According to Crowder Jenkins, a cochlear implant has two parts to it. One part, an electrode, is surgically implanted into the cochlea. The other part is a processor that the patient wears on the outside of their head. The processor also has two parts, one that goes on the patient’s ear and a magnet that sits a little farther up on the head. The magnet connects to the internal part and sends signals to the electrode.
“So it kind of bypasses the traditional outer ear, middle ear, inner ear, and goes straight to the auditory nerve,” Crowder Jenkins said. “It’s a different way of hearing, but it’s been really successful.”
The implant procedure is a 1 ½ hour outpatient visit. The surgeon makes a 1 ½ inch incision behind the ear, folds it forward, and then drills through the bone behind the patient’s ear to place the electrode. The patient goes home that same day with a wound covering.
“It’s pretty painless and simple,” Crowder Jenkins said. “The patient comes back about two weeks after surgery, and that’s when we turn on all of the equipment for the first time.”

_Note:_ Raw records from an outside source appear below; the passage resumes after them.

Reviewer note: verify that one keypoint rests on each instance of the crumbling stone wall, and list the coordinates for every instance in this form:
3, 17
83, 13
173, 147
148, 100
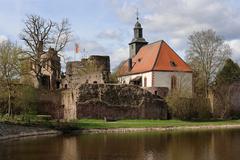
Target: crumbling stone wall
118, 102
49, 103
95, 69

One month after the implant was activated, O’Mara’s ability to understand speech went from 10% to 90%.
O’Mara said that following the procedure he is now a better communicator as a police officer and can hear things he hadn’t been able to before, like the beeping of a car when warning the driver to put on a seatbelt.
“They said that I made phenomenal progress and that I was way ahead of the curve of where I was supposed to be,” O’Mara said. “They actually canceled my six-month appointment, and I haven’t been back since, but it has been a huge change.”
The Audiology Clinic at UAMS is unique compared to other centers in Arkansas, Crowder Jenkins said.
“We take a core rehabilitation approach to hearing loss,” she said. “And we work closely as a team with both our ear, nose and throat surgeons, as well as our speech/language pathologists to get the patients up and running and understanding as quickly as possible and back in the workforce, or homelife, or school or whatever it is they do.”
“Results are different for each patient,” she continued. “Research shows that patients who have fewer health problems, like heart issues, ear problems, autoimmune diseases or cognitive issues, tend to hear and understand around the first month after activation.”
Crowder Jenkins emphasized that unaddressed hearing loss can lead to a poorer quality of life with challenges in physical and mental health, personal relationships, career growth and earning potential, and cognitive abilities with aging.
“The first step is just getting treatment, whether that is getting a cochlear implant or not,” she said. “We really look at speech scores to determine if someone is a good candidate for a cochlear implant. “If they are wearing their hearing aids and scoring 60% or less with their hearing aids on, that’s when we think, okay it’s time to start looking at a cochlear implant.”